福岡・博多の夏は、8月に入ってからが本番です。博多の街には夕方から浴衣姿の人が増え、下駄の音が石畳に響きます。そんな夜に、ひとつだけ足してほしいものがあります。香りです。
匂い袋は、もともと「身につける」ものでした
匂い袋というと、引き出しやクローゼットに入れておくもの、というイメージがあるかもしれません。けれど本来の使い方は違います。着物の帯のあいだや袖の内側に忍ばせ、動くたびにふわりと香らせる——それが匂い袋のはじまりでした。
平安時代の貴族は、自分で調合した香りを衣に薫きしめ、それを個性として名乗りました。誰かとすれ違ったとき、姿を見なくても「あの人だ」とわかる。香りは名刺のようなものだったのです。

浴衣の日に、香りがあると何が変わるか
浴衣は、見た目を整える衣服です。そこに香りが加わると、整うのは自分の内側になります。
人混みのなか、屋台の匂い、汗ばむ空気。夏の夜は情報量が多く、気持ちがふわふわしやすい時間です。ふとした瞬間に自分の香りが立ちのぼると、そこだけ静かになります。息が深くなり、隣にいる人の声がよく聞こえるようになる。香りは、意識を「いま」に戻してくれます。
香りは、目に見えないもう一枚の衣。
夏の浴衣に合う、3つの組み合わせ
TSUTSUMUでは、ベース2種(白檀・フランキンセンス)から1つを選び、そこにミックス5種(レモングラス・安息香・金木犀・ハニーサックル・シナモン)を自由に重ねていきます。

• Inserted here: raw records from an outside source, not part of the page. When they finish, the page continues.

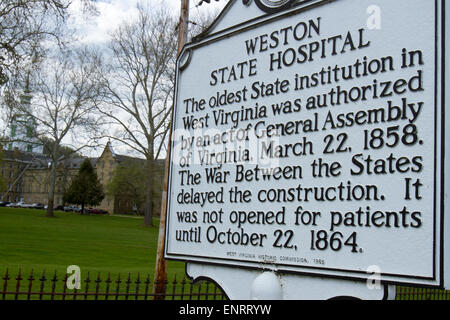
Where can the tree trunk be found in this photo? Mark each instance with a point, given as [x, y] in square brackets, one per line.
[51, 192]
[148, 209]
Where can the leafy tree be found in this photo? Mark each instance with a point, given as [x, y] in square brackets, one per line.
[85, 188]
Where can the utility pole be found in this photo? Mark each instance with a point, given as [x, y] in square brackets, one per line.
[161, 264]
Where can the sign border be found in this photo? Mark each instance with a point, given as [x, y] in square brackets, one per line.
[437, 279]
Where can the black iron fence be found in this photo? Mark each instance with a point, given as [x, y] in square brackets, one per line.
[52, 287]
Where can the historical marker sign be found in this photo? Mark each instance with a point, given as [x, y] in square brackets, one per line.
[311, 140]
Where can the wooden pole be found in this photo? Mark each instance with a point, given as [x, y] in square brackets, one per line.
[161, 263]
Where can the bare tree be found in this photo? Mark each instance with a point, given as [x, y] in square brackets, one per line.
[25, 24]
[65, 92]
[139, 87]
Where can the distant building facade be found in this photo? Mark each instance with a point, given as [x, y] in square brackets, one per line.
[27, 174]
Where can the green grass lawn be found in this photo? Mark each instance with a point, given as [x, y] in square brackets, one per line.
[96, 243]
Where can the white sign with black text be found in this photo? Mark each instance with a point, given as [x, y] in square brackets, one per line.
[312, 140]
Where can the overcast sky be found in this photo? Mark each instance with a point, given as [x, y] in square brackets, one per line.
[112, 12]
[94, 30]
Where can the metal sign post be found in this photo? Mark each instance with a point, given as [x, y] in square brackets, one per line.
[308, 150]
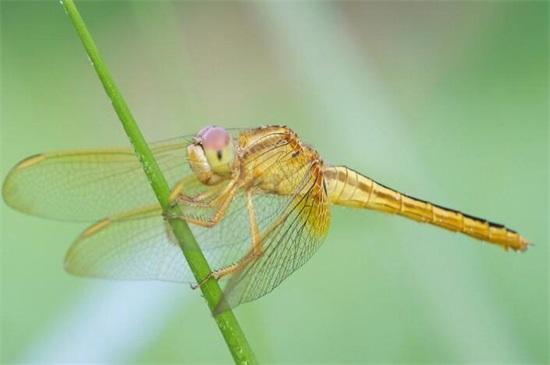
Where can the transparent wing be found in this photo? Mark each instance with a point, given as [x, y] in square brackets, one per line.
[139, 245]
[89, 184]
[86, 185]
[287, 242]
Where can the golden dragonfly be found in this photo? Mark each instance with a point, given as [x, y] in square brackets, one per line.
[258, 201]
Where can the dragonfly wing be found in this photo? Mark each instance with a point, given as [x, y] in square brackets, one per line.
[89, 184]
[139, 245]
[288, 240]
[132, 246]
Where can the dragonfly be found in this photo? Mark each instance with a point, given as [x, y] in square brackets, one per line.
[257, 200]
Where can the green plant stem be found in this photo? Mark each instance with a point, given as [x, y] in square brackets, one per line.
[226, 321]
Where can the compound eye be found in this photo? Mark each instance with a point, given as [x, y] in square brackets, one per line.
[218, 148]
[214, 138]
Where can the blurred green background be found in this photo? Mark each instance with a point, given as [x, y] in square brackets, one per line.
[444, 101]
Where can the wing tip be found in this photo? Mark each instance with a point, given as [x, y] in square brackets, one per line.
[9, 195]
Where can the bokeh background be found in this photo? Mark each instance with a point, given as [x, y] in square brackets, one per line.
[444, 101]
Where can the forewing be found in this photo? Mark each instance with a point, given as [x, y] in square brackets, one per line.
[89, 184]
[139, 245]
[288, 241]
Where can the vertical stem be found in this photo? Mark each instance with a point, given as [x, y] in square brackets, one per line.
[226, 321]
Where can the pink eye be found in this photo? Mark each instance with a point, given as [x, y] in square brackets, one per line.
[214, 138]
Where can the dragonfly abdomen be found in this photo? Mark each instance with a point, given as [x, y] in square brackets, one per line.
[349, 188]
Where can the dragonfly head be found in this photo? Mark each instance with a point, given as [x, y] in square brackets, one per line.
[212, 154]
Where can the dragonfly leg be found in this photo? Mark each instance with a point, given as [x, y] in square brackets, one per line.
[254, 252]
[177, 196]
[227, 197]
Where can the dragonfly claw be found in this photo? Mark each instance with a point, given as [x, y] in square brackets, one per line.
[168, 216]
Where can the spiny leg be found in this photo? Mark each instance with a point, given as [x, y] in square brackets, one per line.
[226, 197]
[177, 196]
[254, 252]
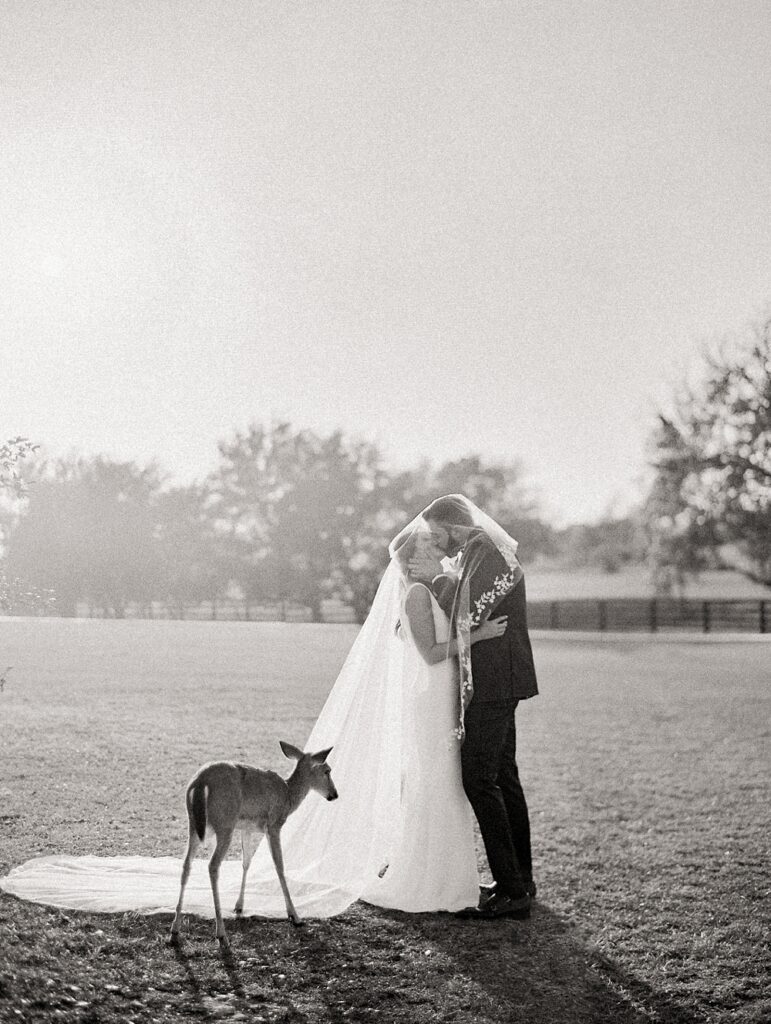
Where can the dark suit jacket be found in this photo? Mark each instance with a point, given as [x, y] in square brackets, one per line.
[503, 668]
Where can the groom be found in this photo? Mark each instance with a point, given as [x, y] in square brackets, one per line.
[503, 674]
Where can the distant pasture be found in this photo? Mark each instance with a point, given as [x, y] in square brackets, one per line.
[645, 762]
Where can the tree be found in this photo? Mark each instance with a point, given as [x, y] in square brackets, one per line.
[712, 457]
[298, 510]
[88, 534]
[190, 565]
[16, 594]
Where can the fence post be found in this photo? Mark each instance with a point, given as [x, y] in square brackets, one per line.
[554, 615]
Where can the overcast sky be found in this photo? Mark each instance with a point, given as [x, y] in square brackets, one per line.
[458, 226]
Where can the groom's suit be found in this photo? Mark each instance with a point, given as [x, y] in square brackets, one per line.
[503, 673]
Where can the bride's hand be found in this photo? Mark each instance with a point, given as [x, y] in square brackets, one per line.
[491, 628]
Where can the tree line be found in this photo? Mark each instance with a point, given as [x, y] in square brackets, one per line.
[296, 516]
[287, 515]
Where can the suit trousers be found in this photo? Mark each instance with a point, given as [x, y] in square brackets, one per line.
[490, 778]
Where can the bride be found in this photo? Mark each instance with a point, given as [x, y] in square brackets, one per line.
[401, 834]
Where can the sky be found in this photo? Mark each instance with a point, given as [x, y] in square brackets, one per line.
[446, 227]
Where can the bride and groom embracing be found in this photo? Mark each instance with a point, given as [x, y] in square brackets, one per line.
[468, 662]
[422, 724]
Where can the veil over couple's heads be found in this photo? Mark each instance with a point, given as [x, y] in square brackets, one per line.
[448, 519]
[409, 544]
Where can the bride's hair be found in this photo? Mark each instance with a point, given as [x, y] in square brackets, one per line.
[450, 509]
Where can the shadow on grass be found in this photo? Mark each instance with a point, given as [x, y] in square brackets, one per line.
[543, 971]
[425, 968]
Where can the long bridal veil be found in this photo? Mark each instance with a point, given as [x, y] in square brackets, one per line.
[333, 852]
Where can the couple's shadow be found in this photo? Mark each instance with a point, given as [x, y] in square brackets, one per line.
[540, 971]
[543, 971]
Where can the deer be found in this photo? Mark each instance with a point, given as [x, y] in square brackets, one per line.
[223, 796]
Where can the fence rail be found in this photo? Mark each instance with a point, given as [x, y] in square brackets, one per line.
[652, 614]
[611, 614]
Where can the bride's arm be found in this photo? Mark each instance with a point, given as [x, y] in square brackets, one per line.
[421, 616]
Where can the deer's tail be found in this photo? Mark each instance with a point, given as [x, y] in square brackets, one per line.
[197, 806]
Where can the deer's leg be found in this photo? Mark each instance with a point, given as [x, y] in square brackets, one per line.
[249, 841]
[223, 842]
[274, 841]
[193, 845]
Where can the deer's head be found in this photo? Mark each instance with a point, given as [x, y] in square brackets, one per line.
[314, 765]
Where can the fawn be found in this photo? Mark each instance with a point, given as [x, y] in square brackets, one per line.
[224, 796]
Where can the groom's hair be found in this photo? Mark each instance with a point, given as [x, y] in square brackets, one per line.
[450, 509]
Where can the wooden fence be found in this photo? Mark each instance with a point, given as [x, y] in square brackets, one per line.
[612, 614]
[652, 614]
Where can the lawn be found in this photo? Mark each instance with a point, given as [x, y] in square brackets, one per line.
[645, 762]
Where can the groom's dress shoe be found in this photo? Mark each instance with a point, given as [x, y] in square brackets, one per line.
[486, 891]
[499, 905]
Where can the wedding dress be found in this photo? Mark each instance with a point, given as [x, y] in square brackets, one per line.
[432, 862]
[399, 836]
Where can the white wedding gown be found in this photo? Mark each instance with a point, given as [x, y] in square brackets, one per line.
[432, 864]
[396, 766]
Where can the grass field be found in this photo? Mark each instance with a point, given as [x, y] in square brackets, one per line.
[645, 763]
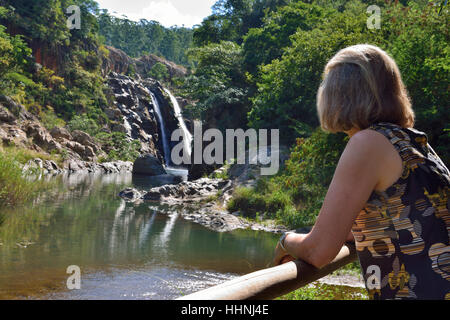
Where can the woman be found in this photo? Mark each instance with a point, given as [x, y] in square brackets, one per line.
[390, 189]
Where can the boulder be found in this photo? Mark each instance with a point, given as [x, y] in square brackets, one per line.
[148, 165]
[60, 133]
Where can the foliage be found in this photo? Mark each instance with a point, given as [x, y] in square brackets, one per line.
[319, 291]
[294, 197]
[218, 85]
[159, 72]
[118, 146]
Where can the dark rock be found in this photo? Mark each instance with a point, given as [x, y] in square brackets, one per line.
[130, 194]
[60, 133]
[6, 115]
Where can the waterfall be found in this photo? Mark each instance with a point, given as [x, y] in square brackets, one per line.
[165, 142]
[187, 136]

夏の浴衣を想定した組み合わせを、3つご紹介します。
涼やかに ─ 白檀 × レモングラス
汗ばむ季節にいちばん相性がいいのが、レモングラスの切れ味です。草をちぎったときのような青い香りが、白檀の落ち着きに風を通してくれます。甘さが得意でない方、暑さで香りが重く感じる方に。浴衣の色でいえば、藍や白の涼しげなものによく合います。
甘くやわらかく ─ 白檀 × ハニーサックル
ハニーサックルは、日本では「スイカズラ」と呼ばれる花です。夏の夕暮れに甘く香る、あの花の名前を知らなくても、匂いは覚えているという方が多い香り。白檀の芯に重ねると、やわらかく親しみのある香りになります。花柄の浴衣や、初めて浴衣を着る日に。
凛と ─ フランキンセンス × 安息香
少し大人びた香りを求めるなら、フランキンセンスをベースに。澄んだ、どこか神殿を思わせる香りに、安息香のバニラのような甘さをほんの少し重ねます。派手さはないのに記憶に残る、そんな香りになります。落ち着いた色の浴衣や、大切な人と過ごす夜に。
60分で、何をするのか
体験は約60分です。まず、7種類の天然香料をひとつずつ実際に嗅いでいただきます。この時間がいちばん大事です。説明を聞くより、自分の鼻で「好き」「これは違う」を選ぶほうがずっと早い。
選んだ香料をすり鉢で挽き、少しずつ混ぜていきます。配合の途中で何度も香りを確かめられるので、思っていたのと違えばその場で足したり引いたりできます。最後に袋へ詰めて、完成です。

持ち歩き方と、香りの続き方
浴衣に合わせるなら、帯のあいだに挟むのがいちばん自然です。歩くたびに布がこすれ、そのたびに香りがほどけます。帯に入れるのが不安なら、巾着やかばんの内ポケットでも十分です。袋を開けたときに香りが立ちます。
- 帯のあいだ(動くたびに香る・いちばん本来の使い方)
- 巾着やかばんの内ポケット(開けたときにふわりと)
- 枕元や引き出し(帰宅後はこちらでも)
香りの持続は、環境にもよりますがおおむね1〜3ヶ月ほど。だんだん弱まってきたら、袋を軽く揉んでください。中の香料が動いて、香りが戻ります。直射日光と高温を避けて保管すると長持ちします。
ご予約・アクセス
TSUTSUMUは博多駅から徒歩約10分。福岡市博多区博多駅前3-5-20 本島ビル401です。体験は1名様から、料金は¥3,500(税込・お一人さま)。所要時間は約60分で、営業は10:00〜18:00(最終入店17:00)です。
※8月は月曜・火曜も営業しております。最新の空き状況は、公式サイトの予約カレンダーからご確認ください。
ご予約は公式サイトから。当日でも空きがあればご案内できますので、浴衣を着る予定が決まったら、その前に立ち寄っていただくのがおすすめです。
夏はあっという間に過ぎていきます。写真には残るけれど、その日の空気までは写りません。香りなら残せます。次に同じ香りを嗅いだとき、あの夜のことをきっと思い出せるように。